In today's time when there is a huge need to recycle waste and reduce the use of plastic, Rohit Mehra, Additional Commissioner in the Income Tax Department, has shown an inspiring path to follow when he used 70 tonnes of discarded plastic bottles to act as planting pots for vertical gardens in Ludhiana.
Aimed at reducing waste of plastic and also as an attempt to reduce air pollution, Mehra said under his instructions, the vertical gardens have come up in many places including schools, colleges, gurudwaras, churches, police stations, government offices and railway stations.
Speaking to news agency ANI on Sunday, Mehra said, “Using at least 70 tonnes of waste plastic bottles as pots, we have set up more than 500 vertical gardens at public places.”
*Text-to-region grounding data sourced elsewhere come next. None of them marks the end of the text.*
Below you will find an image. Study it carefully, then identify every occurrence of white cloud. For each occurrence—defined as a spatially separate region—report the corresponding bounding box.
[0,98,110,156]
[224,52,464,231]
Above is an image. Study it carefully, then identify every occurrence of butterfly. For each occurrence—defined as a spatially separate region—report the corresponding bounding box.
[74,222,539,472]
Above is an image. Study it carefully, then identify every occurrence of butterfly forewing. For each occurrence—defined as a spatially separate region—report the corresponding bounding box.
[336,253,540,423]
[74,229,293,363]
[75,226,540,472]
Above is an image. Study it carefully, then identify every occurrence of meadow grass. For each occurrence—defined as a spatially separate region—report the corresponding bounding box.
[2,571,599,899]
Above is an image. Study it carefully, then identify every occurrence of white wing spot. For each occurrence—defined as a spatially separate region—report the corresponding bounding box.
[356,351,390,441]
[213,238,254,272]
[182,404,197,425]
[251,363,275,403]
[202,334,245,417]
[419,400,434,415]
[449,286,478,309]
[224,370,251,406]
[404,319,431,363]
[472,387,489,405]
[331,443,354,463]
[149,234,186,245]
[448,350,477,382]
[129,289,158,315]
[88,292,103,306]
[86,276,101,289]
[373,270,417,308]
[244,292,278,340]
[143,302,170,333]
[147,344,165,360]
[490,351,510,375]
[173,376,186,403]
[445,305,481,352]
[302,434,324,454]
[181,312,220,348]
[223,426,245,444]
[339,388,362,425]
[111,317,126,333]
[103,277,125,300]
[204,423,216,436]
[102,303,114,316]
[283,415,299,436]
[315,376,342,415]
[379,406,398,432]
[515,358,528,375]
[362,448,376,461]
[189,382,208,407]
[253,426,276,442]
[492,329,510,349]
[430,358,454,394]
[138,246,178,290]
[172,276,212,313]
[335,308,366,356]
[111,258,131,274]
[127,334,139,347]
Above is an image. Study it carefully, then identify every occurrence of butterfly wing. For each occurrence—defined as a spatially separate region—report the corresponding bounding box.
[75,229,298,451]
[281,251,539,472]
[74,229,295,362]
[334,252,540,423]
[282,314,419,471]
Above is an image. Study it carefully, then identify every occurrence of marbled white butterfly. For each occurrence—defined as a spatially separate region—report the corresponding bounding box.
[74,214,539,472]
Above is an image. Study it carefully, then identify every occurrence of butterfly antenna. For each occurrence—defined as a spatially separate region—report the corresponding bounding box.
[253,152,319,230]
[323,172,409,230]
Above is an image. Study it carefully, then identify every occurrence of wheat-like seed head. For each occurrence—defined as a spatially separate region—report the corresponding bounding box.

Punjab: Using waste plastic, an IRS officer sets up Vertical Gardens to tackle air pollution in Ludhiana."Using at least 70 tonnes of waste plastic bottles as pots, we've set-up more than 500 vertical gardens at public places," says Rohit Mehra, Addl Commissioner, Income Tax pic.twitter.com/LN6BYjb6VU— ANI (@ANI) December 20, 2020
Speaking about what made him turn to this unique idea of using plastic, Mehra said he started thinking of the copious amount of plastic waste and pollution that plagues the cities when his child some 4 years ago, one fine day informed him that their school had declared holidays due to high air pollution. Mehra said he pondered how the situation has turned so bad that they cannot even breathe in fresh air and provide the same to their children. This made him take note of the worsening situation and he decided to do something about it.
Mehra, who is know as the Green Man of Ludhiana due to his conservation work at the trees, has also created 25 mini forests ranging between 500 sq feet to 4 acres in 2 years, along with the vertical gardens. To broaden his understanding of quick growing of trees, he studied ancient Indian texts like the Vrikshayurveda that talks about the science of growing plants and forest. He also stumbled across the Japanese technique of Miyawaki.
He added, “It is a cost-effective and space-efficient solution for urban greenery. The vertical gardens also save the environment as you reuse plastic wastes as pots. Thanks to drip irrigation, these gardens save 92 per cent water."
Mehra said that after the establishment of the vertical gardens, they had checked the air quality index (AQI) of the city by a scientist associated with the Punjab Agricultural University and found a 75 per cent reduction in air pollution, thus making their venture a success.